Frau Präsidentin, meine sehr verehrten Kolleginnen und Kollegen hier im Rund, werte Gäste draußen vor den Bildschirmen, ein herzliches Willkommen. Herr Emde, wir wissen beide, was ein Pawlowscher Reflex ist, und der hat hier aber wirklich so was von funktioniert.

(Beifall BÜNDNIS 90/DIE GRÜNEN)

(Abg. Emde)

Schon beim Lesen der ersten Zeile geht die Diskussion von Ihnen in eine Richtung, die eigentlich, ja, Pawlowscher Reflex ist. Ideologie lässt grüßen. Ich hatte erst bei Ihren Ausführungen zum Kollegen Dregger die Idee, was soll der Bundespolitiker hier bei einer bildungspolitischen Diskussion. Nein, Sie meinten einen Jörg Dräger, den Sie hier zitierten. Der hat festgestellt, dass beim sogenannten Sitzenbleiben zwar kurzfristig gute Noten gekommen sind. Dann ist es entscheidend, diesen Text und auch diese Aussagen weiter zu lesen. Denn nach der Phase der guten Noten erfolgt ein erneutes Absinken in der Leistung. Wie gesagt, es geht außerdem nicht um die Abschaffung von Noten.
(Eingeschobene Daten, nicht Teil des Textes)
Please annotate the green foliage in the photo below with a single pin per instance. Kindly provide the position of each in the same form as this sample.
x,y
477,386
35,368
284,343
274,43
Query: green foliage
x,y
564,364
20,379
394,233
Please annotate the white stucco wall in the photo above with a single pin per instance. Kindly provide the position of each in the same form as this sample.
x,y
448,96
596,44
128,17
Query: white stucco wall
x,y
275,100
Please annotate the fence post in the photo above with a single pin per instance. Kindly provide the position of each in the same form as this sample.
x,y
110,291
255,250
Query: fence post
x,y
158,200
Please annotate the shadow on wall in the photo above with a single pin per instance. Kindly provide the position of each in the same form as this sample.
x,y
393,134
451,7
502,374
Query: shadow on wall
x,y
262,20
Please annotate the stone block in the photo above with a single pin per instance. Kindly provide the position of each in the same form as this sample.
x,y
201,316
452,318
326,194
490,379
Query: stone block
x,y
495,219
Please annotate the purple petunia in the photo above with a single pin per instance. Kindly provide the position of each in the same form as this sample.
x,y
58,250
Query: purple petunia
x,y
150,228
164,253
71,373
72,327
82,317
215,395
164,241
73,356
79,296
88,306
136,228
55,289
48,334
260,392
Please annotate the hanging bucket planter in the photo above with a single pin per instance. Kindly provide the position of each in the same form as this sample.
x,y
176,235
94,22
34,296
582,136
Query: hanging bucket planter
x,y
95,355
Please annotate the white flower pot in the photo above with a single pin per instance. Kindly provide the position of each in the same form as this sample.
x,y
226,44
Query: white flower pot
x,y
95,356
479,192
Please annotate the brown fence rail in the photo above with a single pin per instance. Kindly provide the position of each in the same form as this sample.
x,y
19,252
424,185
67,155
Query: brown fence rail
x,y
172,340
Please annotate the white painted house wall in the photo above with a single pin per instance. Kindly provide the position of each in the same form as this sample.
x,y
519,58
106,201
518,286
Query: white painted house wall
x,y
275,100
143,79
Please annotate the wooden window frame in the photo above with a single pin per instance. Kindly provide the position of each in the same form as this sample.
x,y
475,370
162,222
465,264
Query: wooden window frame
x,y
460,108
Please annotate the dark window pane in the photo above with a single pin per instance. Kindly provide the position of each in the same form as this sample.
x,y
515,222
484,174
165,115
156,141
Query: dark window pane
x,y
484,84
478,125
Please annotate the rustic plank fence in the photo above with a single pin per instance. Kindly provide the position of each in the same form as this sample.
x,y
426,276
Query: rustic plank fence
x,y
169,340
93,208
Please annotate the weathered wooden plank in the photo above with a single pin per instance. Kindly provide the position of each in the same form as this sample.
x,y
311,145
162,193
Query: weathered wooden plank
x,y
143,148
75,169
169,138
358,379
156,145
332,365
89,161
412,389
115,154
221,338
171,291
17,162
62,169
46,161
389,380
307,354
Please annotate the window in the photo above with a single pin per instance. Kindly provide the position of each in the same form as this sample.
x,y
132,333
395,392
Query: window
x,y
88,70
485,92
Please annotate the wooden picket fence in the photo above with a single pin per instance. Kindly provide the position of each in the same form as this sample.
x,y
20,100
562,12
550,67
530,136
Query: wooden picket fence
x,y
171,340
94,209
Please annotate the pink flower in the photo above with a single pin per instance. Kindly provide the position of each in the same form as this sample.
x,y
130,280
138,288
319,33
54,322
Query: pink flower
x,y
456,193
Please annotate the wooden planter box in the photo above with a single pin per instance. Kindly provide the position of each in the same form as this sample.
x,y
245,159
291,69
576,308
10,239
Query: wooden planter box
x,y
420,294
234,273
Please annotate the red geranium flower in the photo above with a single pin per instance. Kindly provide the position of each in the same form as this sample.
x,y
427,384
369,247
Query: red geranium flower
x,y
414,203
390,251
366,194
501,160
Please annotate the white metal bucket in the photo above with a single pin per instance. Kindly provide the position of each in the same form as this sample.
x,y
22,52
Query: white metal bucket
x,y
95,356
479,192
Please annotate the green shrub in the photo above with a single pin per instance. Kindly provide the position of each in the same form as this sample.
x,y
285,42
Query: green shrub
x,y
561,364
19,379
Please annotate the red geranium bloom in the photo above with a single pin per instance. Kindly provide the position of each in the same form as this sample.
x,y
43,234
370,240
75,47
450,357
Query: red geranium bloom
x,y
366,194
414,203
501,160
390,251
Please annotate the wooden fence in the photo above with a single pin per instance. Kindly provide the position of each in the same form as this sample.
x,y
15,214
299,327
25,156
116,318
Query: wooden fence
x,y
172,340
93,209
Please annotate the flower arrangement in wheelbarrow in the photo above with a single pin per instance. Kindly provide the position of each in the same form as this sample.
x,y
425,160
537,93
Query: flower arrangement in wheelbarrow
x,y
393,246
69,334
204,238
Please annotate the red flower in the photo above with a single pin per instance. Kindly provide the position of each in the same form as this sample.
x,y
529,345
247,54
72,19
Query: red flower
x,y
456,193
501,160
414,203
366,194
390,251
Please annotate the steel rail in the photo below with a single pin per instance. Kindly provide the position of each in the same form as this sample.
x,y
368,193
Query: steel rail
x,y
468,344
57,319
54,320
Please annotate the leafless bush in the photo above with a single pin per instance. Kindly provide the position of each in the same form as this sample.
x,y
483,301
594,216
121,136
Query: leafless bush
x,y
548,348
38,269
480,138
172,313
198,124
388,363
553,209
Wenn ich mir also noch mal die Überschrift durchlese, auch den Antragstext, und die Reaktion von Herrn Emde zur Kenntnis nehme, komme ich zu meiner Bemerkung vom Anfang zum Pawlowschen Reflex.

Meine sehr verehrten Damen und Herren, die empirische Schulforschung äußert bereits seit Jahrzehnten Kritik am Sitzenbleiben. Diese Kritik ist vor allem mit Namen wie Karlheinz Ingenkamp oder Elfriede Höhn verbunden, die durchaus als Pioniere in der Bildungsforschung zu bezeichnen sind. Man kann aber auch noch weiter, viel weiter zurückgehen und wird feststellen, dass die Kritik am Sitzenbleiben älter als die Existenz der SPD ist. Dennoch wird daran festgehalten. Mein Vorredner hat ein beredtes Beispiel dafür gegeben. Aus der Pädagogik und dem übrigen Leben wissen wir, dass eine positive Motivation immer mehr erreicht als ein Zurücksetzen oder das Kleinmachen von Persönlichkeit. Herr Emde hat Sitzenbleiben als ein pädagogisches Mittel bezeichnet. Für mich ist Sitzenbleiben das Versagen von Pädagogik.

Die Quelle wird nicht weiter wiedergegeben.